7. The obstacle recognition method according to claim 1, characterized in that, The obstacle recognition method for engineering vehicles further includes: The distance and motion state of the obstacle are determined based on the valid signal; The collision risk level is determined by weighting the distance, the motion state, the dust concentration parameter, and the vibration amplitude parameter. Output the type of obstacle and the warning control command corresponding to the collision risk level.

8. An obstacle recognition system for engineering vehicles, characterized in that, include: The parameter acquisition module is used to obtain dust concentration parameters, vibration amplitude parameters, and detection signals. The threshold determination module is used to determine the filtering threshold based on the dust concentration parameter, the vibration amplitude parameter, and the preset benchmark threshold; The noise suppression module is used to perform noise suppression processing on the detection signal based on the filtering threshold, filtering out noise signals with a signal amplitude less than the filtering threshold, and retaining valid signals with a signal amplitude not less than the filtering threshold; The identification module is used to extract the micro-motion features of the obstacle from the valid signal and identify the type of the obstacle based on the micro-motion features.

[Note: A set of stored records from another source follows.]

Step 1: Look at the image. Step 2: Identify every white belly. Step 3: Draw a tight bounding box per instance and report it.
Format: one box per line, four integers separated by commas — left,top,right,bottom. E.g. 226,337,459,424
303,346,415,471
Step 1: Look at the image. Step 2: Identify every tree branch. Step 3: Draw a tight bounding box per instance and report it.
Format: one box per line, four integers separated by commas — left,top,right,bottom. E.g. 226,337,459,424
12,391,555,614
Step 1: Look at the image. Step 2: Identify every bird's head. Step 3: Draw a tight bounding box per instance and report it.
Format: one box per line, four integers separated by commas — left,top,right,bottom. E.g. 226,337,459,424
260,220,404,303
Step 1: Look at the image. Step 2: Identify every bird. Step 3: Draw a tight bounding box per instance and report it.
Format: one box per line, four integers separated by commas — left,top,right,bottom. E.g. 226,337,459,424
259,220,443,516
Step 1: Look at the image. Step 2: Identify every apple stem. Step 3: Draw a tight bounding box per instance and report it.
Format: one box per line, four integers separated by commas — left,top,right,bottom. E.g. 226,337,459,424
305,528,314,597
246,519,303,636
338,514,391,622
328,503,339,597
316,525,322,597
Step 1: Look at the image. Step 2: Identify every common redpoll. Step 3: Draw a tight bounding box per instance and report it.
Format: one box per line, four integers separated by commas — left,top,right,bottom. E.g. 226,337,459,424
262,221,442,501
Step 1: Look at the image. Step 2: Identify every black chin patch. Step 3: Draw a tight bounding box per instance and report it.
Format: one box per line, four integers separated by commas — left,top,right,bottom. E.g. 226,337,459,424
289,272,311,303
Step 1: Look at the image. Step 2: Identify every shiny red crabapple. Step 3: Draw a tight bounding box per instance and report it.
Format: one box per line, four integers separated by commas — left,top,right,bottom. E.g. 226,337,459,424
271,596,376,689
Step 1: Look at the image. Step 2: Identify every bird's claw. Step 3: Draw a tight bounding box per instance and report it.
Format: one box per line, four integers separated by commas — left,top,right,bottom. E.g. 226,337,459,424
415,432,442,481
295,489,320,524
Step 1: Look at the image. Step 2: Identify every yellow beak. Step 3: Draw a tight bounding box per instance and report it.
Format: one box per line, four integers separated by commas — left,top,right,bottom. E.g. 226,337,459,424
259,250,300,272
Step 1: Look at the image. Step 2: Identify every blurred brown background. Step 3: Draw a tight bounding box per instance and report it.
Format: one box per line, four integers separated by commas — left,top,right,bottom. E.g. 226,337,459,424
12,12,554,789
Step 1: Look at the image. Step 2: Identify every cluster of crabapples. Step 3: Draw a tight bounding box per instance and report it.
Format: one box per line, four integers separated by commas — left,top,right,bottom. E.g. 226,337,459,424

9. An obstacle recognition device for engineering vehicles, characterized in that, Including processor and memory; The memory stores a computer program that, when executed by the obstacle recognition device, implements the obstacle recognition method for engineering vehicles as described in any one of claims 1 to 7.

10. An engineering vehicle, characterized in that, include: The obstacle recognition system for engineering vehicles as described in claim 8.